Евдоким Семеныч поспешно стал шарить по земле топор, не нашел и кинулся на сына с кулаками. Ипат увернулся от удара, произнес упрямо, глухо:

— Не трожьте, батя, правов не имеете. Что до проклятиев ваших — не застращаете. А мне в родном дому несладко ходить, будто телку́ на поводу. Зараз порядки новые: сын могет жить по своей воле, иде схочет…

— Все рушилось на свете. Отвернулся господь от нас, грешных. Я тебе жизнь дал, соской вскармливал, становил на ноги… у, июда, анчихрист! Сгинь, пропади с моих глаз в тартар!

Отвечать больше отцу Ипат не стал, Пот обсыпал его лоб под шапкой, каждая жилка в нем тряслась. Он сунул обрез под овчину полушубка и, чувствуя тошноту от сердцебиения, дрожание в коленях, медленно стал подыматься на изволок. Он плохо соображал, видел все как в тумане и шагал, не разбирая дороги, стремясь лишь к одному — поскорее выбраться из Волчьей балки.

III

Туча затянула звезды, опустилась ниже и потеряла прежний аспидно-черный цвет; повалил, снег, все усиливаясь и усиливаясь. Вдали, на бугре, за густой белой сеткой угадывался хутор, глухо доносился ожесточенный лай собак. Ипат свернул на зябь, сапоги заскользили по темному льду, стеной встал чакан, тихо шурша сухими клинками листьев. Остановясь у проруби, Ипат кинул в нее обрез, и вода сомкнулась с тяжелым плеском. Он перекрестился и долго не надевал треух, о чем-то думая.

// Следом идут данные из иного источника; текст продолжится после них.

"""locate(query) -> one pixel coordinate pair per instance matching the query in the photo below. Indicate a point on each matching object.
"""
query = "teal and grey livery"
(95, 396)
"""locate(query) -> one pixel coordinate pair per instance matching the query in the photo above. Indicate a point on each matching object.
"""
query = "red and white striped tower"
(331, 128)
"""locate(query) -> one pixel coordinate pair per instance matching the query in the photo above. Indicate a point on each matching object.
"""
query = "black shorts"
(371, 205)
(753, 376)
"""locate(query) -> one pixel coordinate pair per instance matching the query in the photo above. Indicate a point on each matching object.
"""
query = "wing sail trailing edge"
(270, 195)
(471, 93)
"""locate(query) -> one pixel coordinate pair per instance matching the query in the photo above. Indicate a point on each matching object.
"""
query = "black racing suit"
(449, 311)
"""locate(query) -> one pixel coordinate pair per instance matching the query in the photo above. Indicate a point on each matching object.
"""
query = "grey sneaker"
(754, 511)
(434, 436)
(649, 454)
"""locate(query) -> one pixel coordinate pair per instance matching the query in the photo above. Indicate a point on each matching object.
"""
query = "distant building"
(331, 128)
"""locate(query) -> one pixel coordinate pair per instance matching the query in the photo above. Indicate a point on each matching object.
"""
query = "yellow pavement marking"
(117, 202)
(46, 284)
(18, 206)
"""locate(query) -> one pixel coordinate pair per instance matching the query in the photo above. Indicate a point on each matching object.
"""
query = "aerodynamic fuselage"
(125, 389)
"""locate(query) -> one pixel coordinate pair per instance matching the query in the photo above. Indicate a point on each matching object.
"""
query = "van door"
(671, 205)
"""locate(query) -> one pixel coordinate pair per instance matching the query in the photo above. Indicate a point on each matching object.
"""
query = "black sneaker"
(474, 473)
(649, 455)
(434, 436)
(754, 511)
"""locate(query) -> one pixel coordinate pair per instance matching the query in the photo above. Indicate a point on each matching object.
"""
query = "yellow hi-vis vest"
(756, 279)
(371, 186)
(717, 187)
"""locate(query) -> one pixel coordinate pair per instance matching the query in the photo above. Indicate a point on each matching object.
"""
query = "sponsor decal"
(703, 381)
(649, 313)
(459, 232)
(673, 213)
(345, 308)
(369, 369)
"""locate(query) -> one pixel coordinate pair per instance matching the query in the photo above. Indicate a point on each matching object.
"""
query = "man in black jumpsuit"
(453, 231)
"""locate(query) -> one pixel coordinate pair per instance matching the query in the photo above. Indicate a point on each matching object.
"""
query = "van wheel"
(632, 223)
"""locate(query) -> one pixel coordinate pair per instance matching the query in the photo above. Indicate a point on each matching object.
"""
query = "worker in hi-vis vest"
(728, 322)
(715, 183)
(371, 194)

Ветерок сник, потеплело. Редкие, туманные огни куреней блеснули перед самым хутором. По широкой улице Ипат подошел к хате-лаборатории, толкнул дверь. Внутри, несмотря на позднее время, ярко горела электрическая лампочка. У кафельной «голландки» в кругу ядреных, краснощеких девок сидел кладовщик с маслеными глазками, тонкими, кривыми ногами в щеголеватых сапогах; двигая тараканьими усами, он что-то рассказывал. Облокотясь на стол с экспонатами озими разных сортов, стояла секретарь бугровского Совета Ульяна Прядкова. Лицо у нее было красное, распаренное, спущенный на плечи полушалок открывал полную грудь, обтянутую ситцевой кофточкой. Ее в бок лукаво толкнула белявая соседка — доярка молочной фермы.

— Уля, ухажер твой объявился.

Прядкова, лузгая тыквенные семечки, улыбнулась; зубы у нее были белые и крупные, как фасолины.

— Он мне в сыны годится. Ты ведь, Ипат, не возьмешь меня за себя?

Засовывая варежки за кушак, Ипат смешался. Ответил с большим запозданием, шутливо улыбаясь непокорными, словно одеревеневшими губами:

— Самая аккуратная бабочка. Да ты все с председателем района проводишь время, мы для твоего знакомства не имеем интереса. А жена — чего ж? Хозяйка из тебя вышла бы самая подходящая. Я бы жалел: качай люльку, и больше никакого дела.